On Mon, Nov 18, 2019 at 10:54 AM Takashi Iwai tiwai@suse.de wrote:
On Mon, 18 Nov 2019 17:38:49 +0100, Pierre-Louis Bossart wrote:
On 11/17/19 2:53 AM, Takashi Iwai wrote:
Many PCI and other drivers performs snd_pcm_period_elapsed() simply in its interrupt handler, so the sync_stop operation is just to call synchronize_irq(). Instead of putting this call multiple times, introduce the common card->sync_irq field. When this field is set, PCM core performs synchronize_irq() for sync-stop operation. Each driver just needs to copy its local IRQ number to card->sync_irq, and that's all we need.

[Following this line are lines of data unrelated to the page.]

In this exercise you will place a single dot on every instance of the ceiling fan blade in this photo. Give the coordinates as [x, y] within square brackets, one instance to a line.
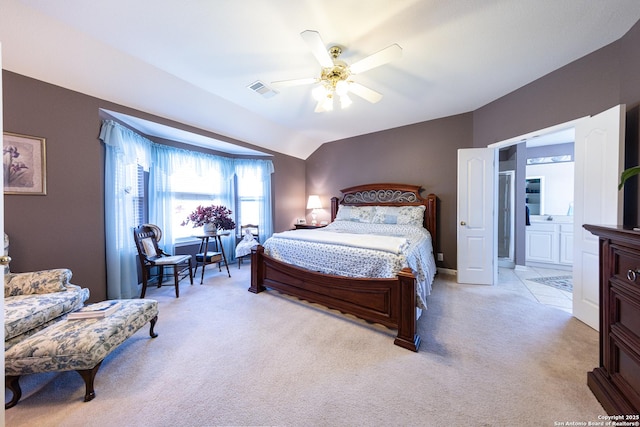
[318, 49]
[294, 82]
[364, 92]
[381, 57]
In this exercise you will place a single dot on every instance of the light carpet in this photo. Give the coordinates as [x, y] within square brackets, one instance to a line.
[225, 356]
[564, 283]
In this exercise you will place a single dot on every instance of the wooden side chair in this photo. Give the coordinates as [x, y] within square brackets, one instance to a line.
[150, 255]
[243, 246]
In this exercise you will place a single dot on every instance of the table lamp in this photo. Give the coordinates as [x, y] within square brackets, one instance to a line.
[314, 203]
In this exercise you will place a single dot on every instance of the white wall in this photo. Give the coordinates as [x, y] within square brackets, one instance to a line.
[557, 191]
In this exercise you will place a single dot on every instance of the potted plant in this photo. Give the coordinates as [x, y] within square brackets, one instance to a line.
[212, 218]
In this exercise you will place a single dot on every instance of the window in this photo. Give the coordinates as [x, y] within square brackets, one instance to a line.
[250, 197]
[188, 191]
[140, 206]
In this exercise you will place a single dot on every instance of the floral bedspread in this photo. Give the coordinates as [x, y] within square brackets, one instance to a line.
[356, 260]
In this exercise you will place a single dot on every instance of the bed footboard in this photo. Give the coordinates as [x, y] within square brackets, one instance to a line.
[390, 302]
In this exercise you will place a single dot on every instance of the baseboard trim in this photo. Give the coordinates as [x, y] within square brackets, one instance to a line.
[447, 271]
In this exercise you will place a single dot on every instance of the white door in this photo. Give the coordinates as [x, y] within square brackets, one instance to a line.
[2, 218]
[477, 219]
[598, 163]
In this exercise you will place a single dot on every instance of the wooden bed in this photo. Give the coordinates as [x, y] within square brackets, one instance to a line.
[390, 302]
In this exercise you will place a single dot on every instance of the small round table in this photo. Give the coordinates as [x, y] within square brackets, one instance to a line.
[204, 256]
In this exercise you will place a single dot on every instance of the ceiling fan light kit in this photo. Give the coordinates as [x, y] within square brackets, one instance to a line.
[335, 76]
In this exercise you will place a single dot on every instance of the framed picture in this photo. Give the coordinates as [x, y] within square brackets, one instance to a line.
[24, 164]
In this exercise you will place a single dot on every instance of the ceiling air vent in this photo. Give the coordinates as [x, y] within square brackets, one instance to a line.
[262, 89]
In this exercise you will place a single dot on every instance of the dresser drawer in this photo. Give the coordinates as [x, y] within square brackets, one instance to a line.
[626, 267]
[625, 371]
[624, 321]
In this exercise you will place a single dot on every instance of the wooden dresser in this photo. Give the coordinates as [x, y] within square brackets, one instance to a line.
[616, 382]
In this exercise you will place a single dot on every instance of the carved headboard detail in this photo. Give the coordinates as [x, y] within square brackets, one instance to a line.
[389, 195]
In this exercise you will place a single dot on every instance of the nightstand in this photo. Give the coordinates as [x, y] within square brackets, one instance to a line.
[303, 226]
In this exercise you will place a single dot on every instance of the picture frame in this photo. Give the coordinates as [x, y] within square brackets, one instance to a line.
[24, 164]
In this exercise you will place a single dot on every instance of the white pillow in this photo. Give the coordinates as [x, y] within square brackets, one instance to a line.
[354, 213]
[405, 215]
[148, 247]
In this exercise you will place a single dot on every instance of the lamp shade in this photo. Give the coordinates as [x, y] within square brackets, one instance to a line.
[314, 202]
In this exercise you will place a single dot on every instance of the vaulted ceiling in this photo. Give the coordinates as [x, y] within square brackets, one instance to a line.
[191, 61]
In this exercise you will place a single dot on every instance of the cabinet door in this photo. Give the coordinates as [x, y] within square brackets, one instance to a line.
[542, 244]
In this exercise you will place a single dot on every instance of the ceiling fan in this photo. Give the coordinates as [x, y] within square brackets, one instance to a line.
[336, 75]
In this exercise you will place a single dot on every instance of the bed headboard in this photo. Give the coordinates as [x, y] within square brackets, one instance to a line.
[389, 195]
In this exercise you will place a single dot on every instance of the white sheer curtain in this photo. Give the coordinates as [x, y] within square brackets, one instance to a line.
[166, 162]
[260, 171]
[124, 151]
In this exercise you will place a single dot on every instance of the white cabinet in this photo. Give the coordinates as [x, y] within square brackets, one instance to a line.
[549, 243]
[542, 243]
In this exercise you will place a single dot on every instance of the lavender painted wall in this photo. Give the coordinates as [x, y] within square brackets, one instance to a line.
[421, 154]
[65, 228]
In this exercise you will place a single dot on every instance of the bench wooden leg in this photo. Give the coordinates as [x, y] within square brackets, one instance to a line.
[12, 383]
[152, 322]
[88, 375]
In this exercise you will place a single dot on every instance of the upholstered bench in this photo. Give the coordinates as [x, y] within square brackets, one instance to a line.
[79, 345]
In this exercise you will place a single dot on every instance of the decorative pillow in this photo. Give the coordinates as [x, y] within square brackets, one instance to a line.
[148, 247]
[354, 213]
[37, 282]
[406, 215]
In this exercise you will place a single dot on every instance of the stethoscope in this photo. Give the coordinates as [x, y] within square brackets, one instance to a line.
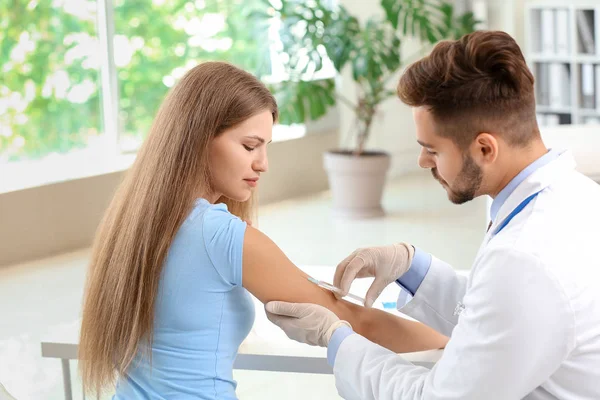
[514, 213]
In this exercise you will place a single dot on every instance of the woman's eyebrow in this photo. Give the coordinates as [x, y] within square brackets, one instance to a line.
[425, 144]
[261, 140]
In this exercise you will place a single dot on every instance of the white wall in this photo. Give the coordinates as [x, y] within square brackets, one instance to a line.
[60, 217]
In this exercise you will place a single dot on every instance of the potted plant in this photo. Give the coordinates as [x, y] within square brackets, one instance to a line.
[313, 35]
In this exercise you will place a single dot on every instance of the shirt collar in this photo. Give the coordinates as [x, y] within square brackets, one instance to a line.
[551, 155]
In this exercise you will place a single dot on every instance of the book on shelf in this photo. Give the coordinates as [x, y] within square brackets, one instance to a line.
[547, 25]
[587, 86]
[585, 28]
[562, 32]
[597, 68]
[560, 85]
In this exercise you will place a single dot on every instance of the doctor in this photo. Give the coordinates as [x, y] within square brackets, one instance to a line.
[526, 322]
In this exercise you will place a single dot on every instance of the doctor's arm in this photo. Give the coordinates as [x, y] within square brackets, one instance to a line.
[501, 349]
[269, 275]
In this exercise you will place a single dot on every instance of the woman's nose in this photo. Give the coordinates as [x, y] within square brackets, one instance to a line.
[261, 164]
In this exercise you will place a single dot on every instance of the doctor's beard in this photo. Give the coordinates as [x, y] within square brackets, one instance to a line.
[466, 184]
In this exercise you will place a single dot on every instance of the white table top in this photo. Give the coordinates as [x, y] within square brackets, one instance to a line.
[266, 344]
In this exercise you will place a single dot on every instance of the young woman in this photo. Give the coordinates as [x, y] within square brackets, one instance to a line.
[167, 301]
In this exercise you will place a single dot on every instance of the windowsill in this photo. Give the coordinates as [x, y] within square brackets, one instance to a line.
[90, 162]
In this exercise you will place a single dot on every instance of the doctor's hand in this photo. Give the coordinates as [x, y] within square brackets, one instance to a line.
[305, 323]
[385, 263]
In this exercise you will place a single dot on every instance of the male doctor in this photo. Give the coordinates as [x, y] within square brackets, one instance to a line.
[526, 322]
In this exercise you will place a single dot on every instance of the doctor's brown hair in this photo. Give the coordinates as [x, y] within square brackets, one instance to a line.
[479, 83]
[170, 172]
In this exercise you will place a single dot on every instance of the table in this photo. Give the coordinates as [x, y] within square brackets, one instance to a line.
[266, 348]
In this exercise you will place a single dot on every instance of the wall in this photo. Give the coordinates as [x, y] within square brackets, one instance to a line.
[60, 217]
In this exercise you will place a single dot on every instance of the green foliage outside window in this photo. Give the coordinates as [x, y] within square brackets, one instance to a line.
[50, 87]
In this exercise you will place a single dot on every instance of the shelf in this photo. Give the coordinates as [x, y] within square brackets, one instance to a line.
[588, 112]
[542, 57]
[563, 52]
[553, 110]
[587, 59]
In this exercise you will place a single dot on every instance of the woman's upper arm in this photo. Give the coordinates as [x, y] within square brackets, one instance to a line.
[269, 275]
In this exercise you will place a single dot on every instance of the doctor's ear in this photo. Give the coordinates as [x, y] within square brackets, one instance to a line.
[485, 148]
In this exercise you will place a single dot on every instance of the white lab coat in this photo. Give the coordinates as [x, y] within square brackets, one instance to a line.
[530, 327]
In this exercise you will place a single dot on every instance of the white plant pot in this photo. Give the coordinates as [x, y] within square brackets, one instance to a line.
[357, 182]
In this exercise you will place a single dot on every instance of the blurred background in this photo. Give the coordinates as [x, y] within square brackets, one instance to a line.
[81, 80]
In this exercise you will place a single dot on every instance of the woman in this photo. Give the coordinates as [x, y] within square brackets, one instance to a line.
[168, 301]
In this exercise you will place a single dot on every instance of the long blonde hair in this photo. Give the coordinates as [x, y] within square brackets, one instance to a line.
[132, 241]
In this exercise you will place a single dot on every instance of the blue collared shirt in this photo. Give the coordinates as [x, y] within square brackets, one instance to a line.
[411, 280]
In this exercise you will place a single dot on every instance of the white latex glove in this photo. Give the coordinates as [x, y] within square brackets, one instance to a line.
[305, 323]
[385, 263]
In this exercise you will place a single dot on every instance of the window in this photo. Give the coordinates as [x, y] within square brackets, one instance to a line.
[49, 78]
[81, 80]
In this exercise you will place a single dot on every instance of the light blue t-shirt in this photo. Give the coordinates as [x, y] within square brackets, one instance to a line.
[202, 313]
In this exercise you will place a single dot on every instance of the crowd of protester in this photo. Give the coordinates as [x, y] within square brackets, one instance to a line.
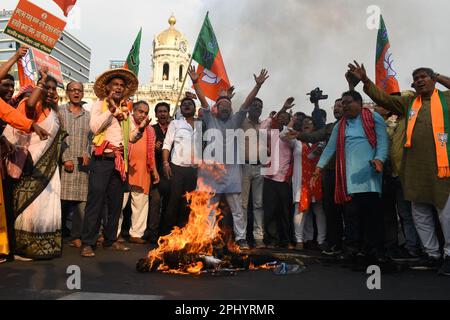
[371, 186]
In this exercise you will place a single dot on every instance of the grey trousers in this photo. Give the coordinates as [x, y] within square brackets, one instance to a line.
[251, 177]
[239, 223]
[423, 218]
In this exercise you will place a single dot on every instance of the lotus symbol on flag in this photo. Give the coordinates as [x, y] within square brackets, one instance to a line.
[209, 77]
[212, 44]
[388, 64]
[28, 68]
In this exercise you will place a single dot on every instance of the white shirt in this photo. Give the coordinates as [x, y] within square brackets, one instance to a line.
[184, 141]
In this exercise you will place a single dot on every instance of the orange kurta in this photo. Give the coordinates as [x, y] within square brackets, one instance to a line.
[138, 172]
[39, 114]
[14, 117]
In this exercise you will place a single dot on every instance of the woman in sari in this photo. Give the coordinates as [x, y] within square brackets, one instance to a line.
[36, 195]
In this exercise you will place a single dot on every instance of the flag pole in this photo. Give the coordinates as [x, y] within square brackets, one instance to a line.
[182, 86]
[185, 76]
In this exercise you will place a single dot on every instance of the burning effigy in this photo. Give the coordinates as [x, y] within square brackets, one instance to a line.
[201, 246]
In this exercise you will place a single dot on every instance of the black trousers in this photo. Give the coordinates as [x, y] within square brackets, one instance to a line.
[278, 219]
[159, 200]
[333, 211]
[364, 224]
[8, 186]
[105, 184]
[184, 179]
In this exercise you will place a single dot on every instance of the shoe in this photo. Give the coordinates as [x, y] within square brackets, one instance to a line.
[271, 246]
[311, 245]
[22, 259]
[100, 240]
[242, 244]
[75, 243]
[117, 246]
[136, 240]
[426, 263]
[322, 246]
[400, 254]
[417, 252]
[87, 252]
[444, 270]
[331, 250]
[259, 244]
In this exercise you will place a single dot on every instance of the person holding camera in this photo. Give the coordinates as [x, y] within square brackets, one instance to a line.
[360, 143]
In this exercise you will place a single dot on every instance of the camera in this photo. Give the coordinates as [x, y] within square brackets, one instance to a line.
[316, 95]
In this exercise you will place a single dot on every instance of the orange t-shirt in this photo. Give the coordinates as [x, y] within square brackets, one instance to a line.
[138, 172]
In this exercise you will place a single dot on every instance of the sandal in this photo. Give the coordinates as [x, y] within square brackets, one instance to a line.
[87, 252]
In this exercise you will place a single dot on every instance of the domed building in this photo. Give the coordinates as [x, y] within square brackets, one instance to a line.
[170, 60]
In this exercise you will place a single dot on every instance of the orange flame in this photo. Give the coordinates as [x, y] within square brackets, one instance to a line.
[197, 236]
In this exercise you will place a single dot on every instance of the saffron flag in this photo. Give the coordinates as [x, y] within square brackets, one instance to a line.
[25, 70]
[213, 76]
[65, 5]
[386, 76]
[132, 62]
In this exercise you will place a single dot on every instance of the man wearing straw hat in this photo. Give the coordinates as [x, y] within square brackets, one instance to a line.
[110, 125]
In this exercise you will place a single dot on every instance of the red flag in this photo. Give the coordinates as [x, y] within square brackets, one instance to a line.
[65, 5]
[386, 76]
[213, 76]
[211, 84]
[25, 70]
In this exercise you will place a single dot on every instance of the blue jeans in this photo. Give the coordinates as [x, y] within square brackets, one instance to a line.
[404, 211]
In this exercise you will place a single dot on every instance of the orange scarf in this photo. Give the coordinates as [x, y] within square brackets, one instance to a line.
[440, 123]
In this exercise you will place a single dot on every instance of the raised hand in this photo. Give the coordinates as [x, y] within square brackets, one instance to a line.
[69, 166]
[377, 165]
[144, 124]
[289, 104]
[230, 92]
[43, 72]
[156, 178]
[86, 160]
[112, 106]
[358, 71]
[263, 76]
[193, 75]
[21, 52]
[352, 80]
[42, 134]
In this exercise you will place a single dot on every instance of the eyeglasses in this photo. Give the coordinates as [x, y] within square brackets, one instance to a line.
[75, 90]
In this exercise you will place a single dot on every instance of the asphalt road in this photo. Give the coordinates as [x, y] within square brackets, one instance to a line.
[112, 275]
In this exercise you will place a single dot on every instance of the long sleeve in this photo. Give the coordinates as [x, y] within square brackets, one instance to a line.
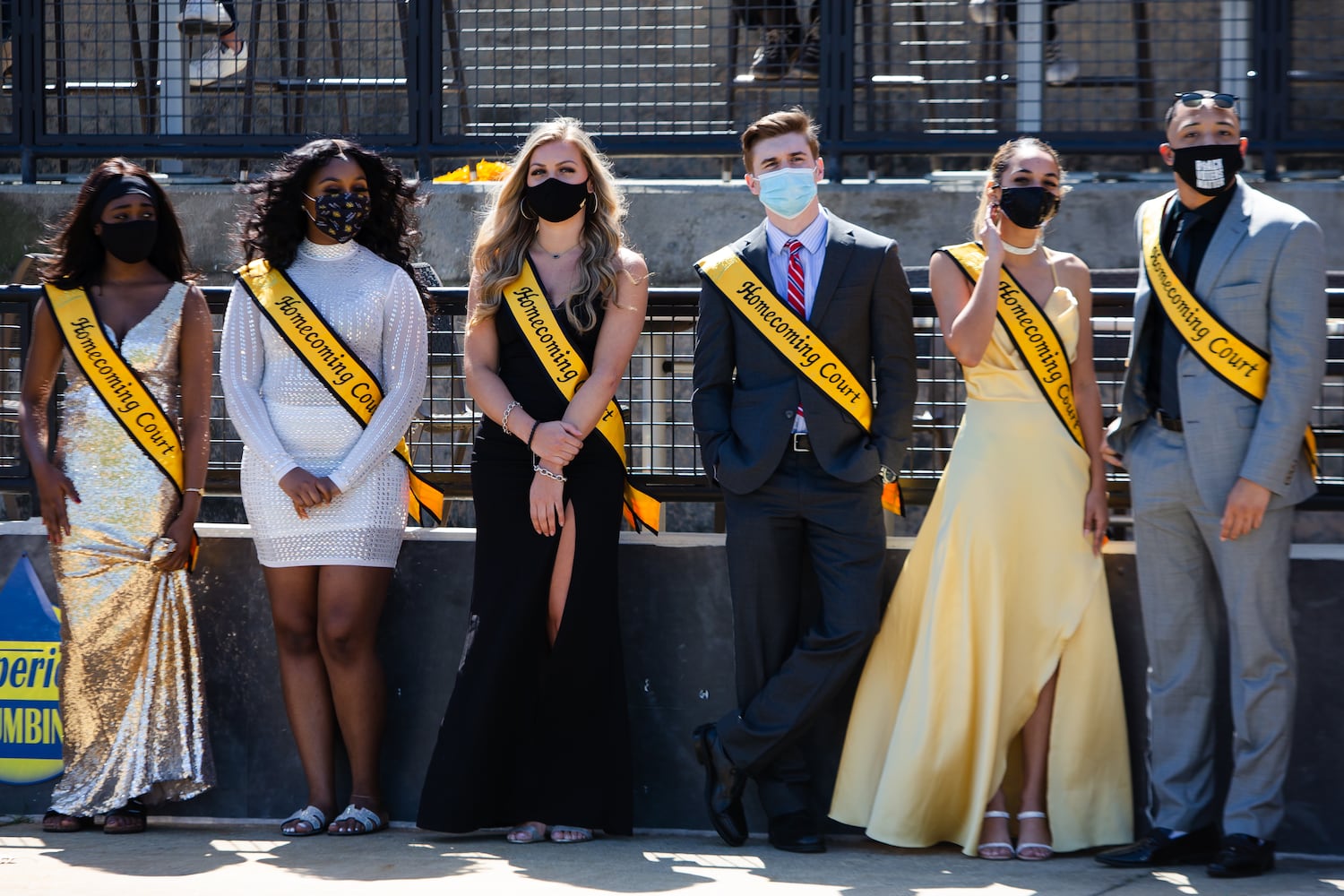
[405, 363]
[242, 363]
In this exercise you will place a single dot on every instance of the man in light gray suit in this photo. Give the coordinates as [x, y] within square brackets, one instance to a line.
[1228, 352]
[796, 320]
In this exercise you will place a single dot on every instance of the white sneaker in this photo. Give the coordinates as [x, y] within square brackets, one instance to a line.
[199, 15]
[1059, 69]
[983, 13]
[218, 62]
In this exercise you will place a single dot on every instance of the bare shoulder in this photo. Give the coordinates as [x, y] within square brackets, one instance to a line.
[633, 263]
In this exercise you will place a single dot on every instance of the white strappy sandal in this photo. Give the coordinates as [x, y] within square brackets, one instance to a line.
[311, 815]
[368, 821]
[981, 848]
[1046, 848]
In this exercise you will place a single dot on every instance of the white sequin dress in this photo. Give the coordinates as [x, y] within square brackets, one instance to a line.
[288, 419]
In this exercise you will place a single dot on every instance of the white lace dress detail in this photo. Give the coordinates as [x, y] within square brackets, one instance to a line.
[288, 419]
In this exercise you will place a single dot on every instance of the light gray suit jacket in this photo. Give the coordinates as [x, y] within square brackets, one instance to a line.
[746, 392]
[1263, 276]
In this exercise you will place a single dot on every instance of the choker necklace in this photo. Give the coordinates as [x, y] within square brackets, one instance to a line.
[556, 254]
[1019, 250]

Maybe a red-herring or complete non-sense, but I wonder if this is going to get in the way of Ranjani's multi-client work, where we could have multiple cards created but with a single IRQ handled by the parent PCI device?
Ranjani, you may want to double-check this and chime in, thanks!
The synchronize_irq() is fairly safe to call multiple times, and I don't think any problem by invoking it for multi-clients sharing the same IRQ. For example, Digigram miXart driver creates multiple card objects from a single PCI entry, and I already thought of that possibility; they set the same card->sync_irq value to all card objects, which eventually will call synchronize_irq() multiple times. From the performance POV, this shouldn't be a big problem, because the place calling this is only at hw_params, prepare and hw_free, neither are hot-path.
Thanks for the clarification, Takashi. But just wondering how would one pass on the sync_irq when the snd_card is created? Typically in the case of the Intel platforms, the card->dev points to the platform device for the machine driver that registers the card and the PCI device is the parent of the machine drv platform device.